Hace tiempo que no me río de verdad. Me refiero a carcajada limpia, a desternillarse de risa. Reírse y ya está, sin análisis mediante. La risa más pura, la que nace de las entrañas, de lo más profundo. Una risa casi violenta, que duele, más de homo erectus que de homo sapiens. La risa como purga, como instrumento para entrar en trance, casi pulsión de muerte; una risa que es casi una droga, que dinamiza nuestro ser, transforma nuestro ambiente y nos licua el cerebro. Una risa primigenia, salvaje, sincera.
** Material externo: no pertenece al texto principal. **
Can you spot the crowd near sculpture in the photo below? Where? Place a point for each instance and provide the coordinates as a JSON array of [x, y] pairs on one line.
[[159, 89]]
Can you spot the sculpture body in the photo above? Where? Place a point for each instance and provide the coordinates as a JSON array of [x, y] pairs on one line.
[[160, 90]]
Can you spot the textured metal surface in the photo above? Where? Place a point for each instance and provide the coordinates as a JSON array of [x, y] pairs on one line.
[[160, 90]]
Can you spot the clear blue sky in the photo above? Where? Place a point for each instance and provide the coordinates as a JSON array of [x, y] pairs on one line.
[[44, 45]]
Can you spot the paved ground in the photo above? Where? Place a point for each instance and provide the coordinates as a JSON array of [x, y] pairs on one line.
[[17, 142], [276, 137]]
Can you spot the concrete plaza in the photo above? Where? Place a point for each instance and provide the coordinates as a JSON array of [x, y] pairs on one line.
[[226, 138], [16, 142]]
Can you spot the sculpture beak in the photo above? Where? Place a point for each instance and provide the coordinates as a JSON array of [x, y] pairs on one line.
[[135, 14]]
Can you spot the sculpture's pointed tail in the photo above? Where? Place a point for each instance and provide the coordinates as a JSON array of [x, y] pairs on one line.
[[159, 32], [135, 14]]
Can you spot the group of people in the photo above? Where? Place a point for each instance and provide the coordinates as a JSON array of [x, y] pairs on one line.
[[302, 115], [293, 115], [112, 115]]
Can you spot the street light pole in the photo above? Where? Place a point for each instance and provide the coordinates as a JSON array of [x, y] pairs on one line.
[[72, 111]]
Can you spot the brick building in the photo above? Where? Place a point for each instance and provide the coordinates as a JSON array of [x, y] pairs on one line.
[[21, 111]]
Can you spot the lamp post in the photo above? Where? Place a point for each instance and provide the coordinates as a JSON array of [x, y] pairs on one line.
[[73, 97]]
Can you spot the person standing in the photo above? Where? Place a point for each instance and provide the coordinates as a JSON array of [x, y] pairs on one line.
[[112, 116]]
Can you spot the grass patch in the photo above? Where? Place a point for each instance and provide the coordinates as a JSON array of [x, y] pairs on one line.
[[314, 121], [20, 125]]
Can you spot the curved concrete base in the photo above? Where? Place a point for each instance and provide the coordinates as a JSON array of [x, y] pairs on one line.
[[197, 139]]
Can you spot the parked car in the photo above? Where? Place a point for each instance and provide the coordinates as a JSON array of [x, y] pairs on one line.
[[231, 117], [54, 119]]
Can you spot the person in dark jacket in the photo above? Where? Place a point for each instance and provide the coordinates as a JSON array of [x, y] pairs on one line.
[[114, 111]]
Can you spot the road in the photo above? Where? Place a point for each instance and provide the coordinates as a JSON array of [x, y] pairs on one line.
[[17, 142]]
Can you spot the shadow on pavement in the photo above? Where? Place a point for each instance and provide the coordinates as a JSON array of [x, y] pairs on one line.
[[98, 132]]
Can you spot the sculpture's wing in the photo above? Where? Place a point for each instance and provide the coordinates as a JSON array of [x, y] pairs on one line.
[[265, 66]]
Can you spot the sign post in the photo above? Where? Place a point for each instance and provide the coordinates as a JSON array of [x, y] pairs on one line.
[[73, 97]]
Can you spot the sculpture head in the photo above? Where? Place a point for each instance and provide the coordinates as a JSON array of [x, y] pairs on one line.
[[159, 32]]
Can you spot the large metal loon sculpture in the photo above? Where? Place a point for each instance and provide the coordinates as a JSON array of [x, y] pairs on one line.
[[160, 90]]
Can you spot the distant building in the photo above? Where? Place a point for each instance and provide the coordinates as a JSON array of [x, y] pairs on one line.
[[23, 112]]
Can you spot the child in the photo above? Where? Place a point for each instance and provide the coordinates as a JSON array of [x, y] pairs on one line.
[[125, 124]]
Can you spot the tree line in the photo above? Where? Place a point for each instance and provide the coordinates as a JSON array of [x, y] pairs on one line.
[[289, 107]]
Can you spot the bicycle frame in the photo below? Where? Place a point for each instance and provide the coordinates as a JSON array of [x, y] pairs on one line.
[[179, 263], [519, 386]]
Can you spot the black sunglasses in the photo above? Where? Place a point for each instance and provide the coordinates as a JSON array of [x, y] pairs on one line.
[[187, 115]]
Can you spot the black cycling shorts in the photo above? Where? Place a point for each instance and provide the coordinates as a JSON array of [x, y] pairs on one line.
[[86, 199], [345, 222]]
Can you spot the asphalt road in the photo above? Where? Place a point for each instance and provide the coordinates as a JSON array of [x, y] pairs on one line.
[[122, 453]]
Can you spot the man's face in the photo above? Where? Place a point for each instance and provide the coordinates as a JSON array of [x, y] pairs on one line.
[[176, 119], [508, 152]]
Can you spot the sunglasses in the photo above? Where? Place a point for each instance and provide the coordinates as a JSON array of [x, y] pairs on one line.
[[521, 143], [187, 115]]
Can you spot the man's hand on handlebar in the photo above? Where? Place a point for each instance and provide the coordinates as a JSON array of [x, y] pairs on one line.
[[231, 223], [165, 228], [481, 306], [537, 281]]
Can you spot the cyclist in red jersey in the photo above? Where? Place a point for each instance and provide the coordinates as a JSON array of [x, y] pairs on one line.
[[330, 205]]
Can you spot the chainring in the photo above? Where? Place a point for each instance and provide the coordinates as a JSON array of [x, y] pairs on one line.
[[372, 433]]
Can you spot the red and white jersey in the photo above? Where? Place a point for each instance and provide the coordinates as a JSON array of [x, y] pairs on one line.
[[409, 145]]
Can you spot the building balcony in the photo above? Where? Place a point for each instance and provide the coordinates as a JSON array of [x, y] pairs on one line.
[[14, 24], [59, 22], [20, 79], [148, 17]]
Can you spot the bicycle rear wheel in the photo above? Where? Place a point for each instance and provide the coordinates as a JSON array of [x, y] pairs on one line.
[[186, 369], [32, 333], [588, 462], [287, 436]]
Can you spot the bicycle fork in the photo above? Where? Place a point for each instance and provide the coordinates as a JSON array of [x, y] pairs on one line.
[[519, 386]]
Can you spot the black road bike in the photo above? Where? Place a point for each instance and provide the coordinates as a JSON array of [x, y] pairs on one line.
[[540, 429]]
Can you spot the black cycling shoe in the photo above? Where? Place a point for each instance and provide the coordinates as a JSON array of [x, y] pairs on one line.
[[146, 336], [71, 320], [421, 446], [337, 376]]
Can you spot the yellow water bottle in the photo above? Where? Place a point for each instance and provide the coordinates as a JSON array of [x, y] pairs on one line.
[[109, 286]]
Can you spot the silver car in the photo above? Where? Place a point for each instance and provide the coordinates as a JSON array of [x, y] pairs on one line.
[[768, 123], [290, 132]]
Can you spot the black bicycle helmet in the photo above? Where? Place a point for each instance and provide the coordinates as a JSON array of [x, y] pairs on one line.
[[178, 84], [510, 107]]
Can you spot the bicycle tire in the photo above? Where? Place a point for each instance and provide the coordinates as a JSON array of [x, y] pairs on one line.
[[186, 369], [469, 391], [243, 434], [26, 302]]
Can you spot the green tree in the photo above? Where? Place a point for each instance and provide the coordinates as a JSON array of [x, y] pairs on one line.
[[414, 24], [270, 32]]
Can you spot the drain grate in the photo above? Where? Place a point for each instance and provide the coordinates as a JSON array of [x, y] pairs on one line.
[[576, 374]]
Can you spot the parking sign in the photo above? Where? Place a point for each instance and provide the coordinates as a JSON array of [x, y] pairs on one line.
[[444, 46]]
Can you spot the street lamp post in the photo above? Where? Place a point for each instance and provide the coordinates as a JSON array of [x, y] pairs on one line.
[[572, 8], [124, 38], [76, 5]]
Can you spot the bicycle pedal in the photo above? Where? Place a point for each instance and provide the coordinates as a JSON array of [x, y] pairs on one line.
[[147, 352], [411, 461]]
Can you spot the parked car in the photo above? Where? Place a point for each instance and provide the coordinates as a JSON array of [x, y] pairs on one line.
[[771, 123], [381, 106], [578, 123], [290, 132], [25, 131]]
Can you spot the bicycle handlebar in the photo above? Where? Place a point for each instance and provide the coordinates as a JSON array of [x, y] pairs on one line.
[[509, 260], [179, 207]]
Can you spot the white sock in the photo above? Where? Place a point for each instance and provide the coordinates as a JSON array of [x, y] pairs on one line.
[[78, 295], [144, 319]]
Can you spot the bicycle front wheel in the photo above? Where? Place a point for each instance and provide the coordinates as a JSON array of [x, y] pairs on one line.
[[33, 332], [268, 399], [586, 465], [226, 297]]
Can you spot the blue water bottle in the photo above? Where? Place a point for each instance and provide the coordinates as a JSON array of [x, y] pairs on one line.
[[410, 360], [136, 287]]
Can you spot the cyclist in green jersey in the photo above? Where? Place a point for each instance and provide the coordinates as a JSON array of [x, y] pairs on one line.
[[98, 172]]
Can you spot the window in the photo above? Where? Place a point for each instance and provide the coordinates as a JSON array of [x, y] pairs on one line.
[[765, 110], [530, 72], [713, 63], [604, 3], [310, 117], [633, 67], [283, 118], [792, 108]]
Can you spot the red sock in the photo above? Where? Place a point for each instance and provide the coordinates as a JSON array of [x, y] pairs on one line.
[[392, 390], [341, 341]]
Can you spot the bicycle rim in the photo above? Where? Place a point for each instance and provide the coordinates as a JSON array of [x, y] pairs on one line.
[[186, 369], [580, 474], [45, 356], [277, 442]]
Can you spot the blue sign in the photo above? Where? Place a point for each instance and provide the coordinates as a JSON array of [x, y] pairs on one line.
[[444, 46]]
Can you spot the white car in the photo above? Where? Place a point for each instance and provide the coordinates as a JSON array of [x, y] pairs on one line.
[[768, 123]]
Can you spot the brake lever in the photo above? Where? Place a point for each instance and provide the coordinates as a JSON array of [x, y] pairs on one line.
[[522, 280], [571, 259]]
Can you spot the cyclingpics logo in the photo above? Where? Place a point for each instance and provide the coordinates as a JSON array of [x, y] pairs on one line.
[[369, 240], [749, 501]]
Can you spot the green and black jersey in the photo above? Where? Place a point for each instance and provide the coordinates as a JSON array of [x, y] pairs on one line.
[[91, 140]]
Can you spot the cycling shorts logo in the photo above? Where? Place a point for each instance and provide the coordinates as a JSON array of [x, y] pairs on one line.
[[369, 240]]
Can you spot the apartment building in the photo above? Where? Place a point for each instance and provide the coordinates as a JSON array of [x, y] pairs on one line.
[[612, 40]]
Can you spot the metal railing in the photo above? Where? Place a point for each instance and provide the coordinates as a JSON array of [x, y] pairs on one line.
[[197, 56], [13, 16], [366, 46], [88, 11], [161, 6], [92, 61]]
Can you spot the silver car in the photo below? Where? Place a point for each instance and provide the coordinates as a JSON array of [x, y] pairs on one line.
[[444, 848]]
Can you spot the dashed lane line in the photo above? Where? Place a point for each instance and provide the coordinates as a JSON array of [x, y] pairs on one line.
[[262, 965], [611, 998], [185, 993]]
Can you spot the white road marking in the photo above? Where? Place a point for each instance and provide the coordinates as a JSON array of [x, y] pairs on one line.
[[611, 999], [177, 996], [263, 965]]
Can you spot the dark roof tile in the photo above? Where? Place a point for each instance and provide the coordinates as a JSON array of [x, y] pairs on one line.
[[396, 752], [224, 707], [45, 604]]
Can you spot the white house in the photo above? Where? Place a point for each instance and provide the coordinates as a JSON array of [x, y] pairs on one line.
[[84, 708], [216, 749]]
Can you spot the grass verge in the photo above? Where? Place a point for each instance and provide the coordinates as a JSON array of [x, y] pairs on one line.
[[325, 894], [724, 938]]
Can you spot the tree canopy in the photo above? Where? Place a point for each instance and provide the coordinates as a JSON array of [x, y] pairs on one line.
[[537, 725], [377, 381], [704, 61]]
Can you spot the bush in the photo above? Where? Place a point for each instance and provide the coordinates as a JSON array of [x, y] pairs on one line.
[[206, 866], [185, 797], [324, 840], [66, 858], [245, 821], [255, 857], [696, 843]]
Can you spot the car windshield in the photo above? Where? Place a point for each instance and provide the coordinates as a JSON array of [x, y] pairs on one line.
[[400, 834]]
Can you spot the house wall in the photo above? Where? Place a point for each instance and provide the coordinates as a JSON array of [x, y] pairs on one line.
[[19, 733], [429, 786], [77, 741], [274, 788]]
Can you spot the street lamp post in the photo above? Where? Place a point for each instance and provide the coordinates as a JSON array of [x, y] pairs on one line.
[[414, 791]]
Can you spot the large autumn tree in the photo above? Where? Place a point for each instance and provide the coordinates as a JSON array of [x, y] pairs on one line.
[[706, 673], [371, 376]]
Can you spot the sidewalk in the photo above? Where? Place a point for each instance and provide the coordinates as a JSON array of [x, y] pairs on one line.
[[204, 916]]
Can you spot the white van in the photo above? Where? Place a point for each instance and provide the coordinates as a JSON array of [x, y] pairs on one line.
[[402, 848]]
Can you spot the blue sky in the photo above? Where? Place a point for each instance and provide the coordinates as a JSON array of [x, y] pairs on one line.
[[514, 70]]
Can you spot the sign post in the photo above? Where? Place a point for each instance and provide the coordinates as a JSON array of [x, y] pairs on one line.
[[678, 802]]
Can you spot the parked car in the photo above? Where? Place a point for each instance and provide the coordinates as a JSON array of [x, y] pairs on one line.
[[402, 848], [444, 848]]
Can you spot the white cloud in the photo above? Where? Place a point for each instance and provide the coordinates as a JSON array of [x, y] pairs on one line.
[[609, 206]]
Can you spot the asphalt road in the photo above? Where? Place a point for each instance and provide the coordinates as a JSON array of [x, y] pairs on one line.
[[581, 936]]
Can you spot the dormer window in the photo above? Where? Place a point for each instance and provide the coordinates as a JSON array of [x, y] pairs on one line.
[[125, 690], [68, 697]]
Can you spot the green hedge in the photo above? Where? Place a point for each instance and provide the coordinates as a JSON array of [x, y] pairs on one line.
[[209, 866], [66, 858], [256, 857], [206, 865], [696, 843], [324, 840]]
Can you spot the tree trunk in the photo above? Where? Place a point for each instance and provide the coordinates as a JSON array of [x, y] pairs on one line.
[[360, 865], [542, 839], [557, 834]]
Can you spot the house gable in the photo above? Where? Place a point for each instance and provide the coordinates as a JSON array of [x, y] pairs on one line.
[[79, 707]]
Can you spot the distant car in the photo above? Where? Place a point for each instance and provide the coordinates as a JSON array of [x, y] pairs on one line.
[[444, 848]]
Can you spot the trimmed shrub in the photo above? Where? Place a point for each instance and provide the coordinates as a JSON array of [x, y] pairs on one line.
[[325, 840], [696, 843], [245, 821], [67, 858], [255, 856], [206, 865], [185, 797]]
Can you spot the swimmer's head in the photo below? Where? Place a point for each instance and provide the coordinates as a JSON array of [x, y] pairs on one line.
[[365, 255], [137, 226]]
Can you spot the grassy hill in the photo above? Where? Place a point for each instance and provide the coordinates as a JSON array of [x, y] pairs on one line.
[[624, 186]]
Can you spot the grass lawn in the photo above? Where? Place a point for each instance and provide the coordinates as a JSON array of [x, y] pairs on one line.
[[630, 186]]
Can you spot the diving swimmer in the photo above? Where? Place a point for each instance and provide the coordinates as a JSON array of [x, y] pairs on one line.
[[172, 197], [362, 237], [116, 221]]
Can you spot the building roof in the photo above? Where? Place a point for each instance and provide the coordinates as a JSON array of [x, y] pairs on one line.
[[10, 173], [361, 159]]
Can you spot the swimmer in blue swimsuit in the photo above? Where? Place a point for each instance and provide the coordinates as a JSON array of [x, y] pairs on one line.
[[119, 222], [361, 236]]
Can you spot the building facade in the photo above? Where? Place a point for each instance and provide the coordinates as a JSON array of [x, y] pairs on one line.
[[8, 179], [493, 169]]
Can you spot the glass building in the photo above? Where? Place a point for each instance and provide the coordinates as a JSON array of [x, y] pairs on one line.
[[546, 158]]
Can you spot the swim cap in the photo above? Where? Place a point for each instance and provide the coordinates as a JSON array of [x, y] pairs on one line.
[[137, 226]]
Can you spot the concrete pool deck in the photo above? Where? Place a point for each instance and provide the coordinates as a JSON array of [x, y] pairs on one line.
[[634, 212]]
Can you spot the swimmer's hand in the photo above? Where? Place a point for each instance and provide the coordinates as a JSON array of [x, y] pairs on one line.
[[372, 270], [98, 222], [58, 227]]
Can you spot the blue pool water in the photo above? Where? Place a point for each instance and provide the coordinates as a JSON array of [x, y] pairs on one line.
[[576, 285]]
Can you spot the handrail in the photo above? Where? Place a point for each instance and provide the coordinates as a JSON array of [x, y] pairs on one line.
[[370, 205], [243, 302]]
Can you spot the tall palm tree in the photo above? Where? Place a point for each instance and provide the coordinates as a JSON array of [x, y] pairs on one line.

No es que antes nos riéramos más o tuviésemos más sentido del humor, pero sí que de tanto en tanto nos reíamos de verdad. Eran episodios esporádicos, quizás diez, doce o quince al año, en el que como las nadadoras de natación sincronizada todo se paralizaba a nuestro alrededor y lo único que podíamos hacer era reír. Uno, dos o tres minutos en los que sólo existía la risa, en los que no éramos nosotros. Varias decenas de segundos de ruidos guturales y abruptas expresiones faciales. La risa y nada más, o la risa y el más absoluto vacio. Pequeños momentos catárticos compartidos sin raciocinio alguno que justificaban una amistad, una pelea, nuestra existencia.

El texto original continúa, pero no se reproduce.